Mr. Mobley...I enjoyed your web site on Baker Co. I really had to laugh when I got to the picture of the pee pot under the bed. I use to have a white enamel one I bought years ago in the hardware store. Not knowing what they were for, I bought it for a bean pot. Cooked excellent beans in it. Unfortunately, my dad wouldn't eat my beans if he came to dinner. He finally told me that it was because I cooked them in the pee pot...LOL...Of course the pot had never been placed under a bed, only on the stove. Pam - 01/24/01

Saw your picture and it brought back memories of visiting on the old farm when I was a kid and my aunt would get up every night to wake her girls and make them use the pot so they would not wet the bed. My parents let you sleep in the wet sheets and that trained you a lot faster, and if that did not do the job, other means of positive re-enforcement came into play if needed.

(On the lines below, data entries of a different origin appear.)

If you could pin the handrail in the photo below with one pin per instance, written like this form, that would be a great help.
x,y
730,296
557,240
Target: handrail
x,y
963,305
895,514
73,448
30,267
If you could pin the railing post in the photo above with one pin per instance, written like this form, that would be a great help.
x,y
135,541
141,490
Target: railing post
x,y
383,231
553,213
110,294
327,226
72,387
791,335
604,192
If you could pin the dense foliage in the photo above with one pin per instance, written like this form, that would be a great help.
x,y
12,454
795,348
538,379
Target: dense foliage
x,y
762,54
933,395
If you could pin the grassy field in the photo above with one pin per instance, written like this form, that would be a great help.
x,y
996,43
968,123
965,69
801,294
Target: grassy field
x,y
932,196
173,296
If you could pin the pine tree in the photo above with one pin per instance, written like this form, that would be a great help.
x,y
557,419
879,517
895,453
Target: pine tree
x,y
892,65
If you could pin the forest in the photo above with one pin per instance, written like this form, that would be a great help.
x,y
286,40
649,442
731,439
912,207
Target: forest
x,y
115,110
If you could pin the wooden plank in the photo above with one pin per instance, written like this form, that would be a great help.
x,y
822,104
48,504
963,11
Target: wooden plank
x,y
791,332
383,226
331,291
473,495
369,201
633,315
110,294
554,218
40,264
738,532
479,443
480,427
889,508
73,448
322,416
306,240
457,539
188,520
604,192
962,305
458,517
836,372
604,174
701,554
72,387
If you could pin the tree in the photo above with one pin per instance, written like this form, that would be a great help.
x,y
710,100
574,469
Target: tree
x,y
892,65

As an old retired plumbing teacher, these were made in glazed crockery many years before the enameled or porcelain pots came along. One of the first visits to a museum, years ago was a shock when I found a room full of chamber pots on display. Later research in teaching would lead me to chairs enclosed around the legs and made in very skilled craftsmanship, in which the bottom of the chair lifted back to use the pot and a front door opened for servants to remove the jar, dispose of the contents, clean and replace in the enclosure. Disposal usually meant walking to the window, shouting "look out below" and giving the contents a toss into the street gutter. Other disposal was to place contents at a spot in front of the house, to be picked up by a person who plied such trade. If you came home 2 sheets in the wind, a missed-step would help sober you in a hurry. One of Europe's leading furniture makers got his start, making such chairs.

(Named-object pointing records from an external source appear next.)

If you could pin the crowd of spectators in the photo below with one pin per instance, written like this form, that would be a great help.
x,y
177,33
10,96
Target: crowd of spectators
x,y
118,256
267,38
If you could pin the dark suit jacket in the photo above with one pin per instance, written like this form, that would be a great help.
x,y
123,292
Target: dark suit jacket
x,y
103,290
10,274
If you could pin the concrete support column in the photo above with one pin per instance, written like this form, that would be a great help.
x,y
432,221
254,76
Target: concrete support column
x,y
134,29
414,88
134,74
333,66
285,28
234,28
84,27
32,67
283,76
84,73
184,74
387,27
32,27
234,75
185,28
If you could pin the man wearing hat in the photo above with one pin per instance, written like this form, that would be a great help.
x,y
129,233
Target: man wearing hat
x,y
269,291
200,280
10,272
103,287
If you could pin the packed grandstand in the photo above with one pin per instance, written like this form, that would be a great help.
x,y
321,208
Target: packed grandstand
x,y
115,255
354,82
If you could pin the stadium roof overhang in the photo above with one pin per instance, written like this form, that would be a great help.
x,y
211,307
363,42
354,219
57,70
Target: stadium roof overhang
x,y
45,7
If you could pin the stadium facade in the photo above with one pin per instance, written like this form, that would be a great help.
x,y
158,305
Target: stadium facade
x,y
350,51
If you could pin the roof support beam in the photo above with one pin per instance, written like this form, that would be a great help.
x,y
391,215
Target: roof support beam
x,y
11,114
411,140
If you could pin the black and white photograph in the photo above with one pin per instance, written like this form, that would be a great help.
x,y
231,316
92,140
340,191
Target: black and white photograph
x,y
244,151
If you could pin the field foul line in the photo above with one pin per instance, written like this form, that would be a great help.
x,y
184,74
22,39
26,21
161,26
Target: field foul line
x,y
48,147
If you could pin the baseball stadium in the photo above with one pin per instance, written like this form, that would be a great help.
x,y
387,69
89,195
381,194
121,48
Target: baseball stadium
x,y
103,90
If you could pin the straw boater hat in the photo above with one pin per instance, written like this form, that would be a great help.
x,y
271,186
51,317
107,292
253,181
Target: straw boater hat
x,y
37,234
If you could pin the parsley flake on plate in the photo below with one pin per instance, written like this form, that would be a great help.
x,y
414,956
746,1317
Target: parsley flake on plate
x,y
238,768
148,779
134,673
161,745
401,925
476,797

If comparing the chair to the pot show levels or classes of society, then think of the captain and sailors on the old square riggers. That fancy wood grillwork on the front of a square rigger not only braced the bowsprit, but was the location of sailor's sanitary facilities. Quick disposal in the ocean and constant cleaning as it dipped into high seas ----- bad time to have the trots. Now the captain had his private means located in one of those fancy glassed in sections at the rear of a ship. Even when taking his ease, he could see how the ship was being handled by other officers.

And in the old days of castles and battles upon the walls. The loud scream made by the guy falling toward the moat was not only as to the fall, but to where he was headed as all the castle's sewage went to the moat. and those fancy little round turret like enclosures on the walls, not only a place for the guard to seek shelter in bad weather but were also a means of privacy in which to answer nature's demands. Many of the finer large homes of the rich had the cesspool in the basement of the house which when cleaned, was done by the wagon load.

But the old timers made the T shirt sellers of today look like amateurs, as the likeness of many leaders graced the bottoms of chamber pots and had verse which aptly described the user's feeling toward such person. The furniture maker that really got rich was the one that combined a music box with the chamber pot chair to cover any sounds of embarrassment. And men think they are smart by flushing the commode first and then race to be finished in time. I always wondered what some one thought when they heard the sounds like crashing thunder, yet looked out the window for a storm and saw a clear night.

Just a few sanitary thoughts from the past.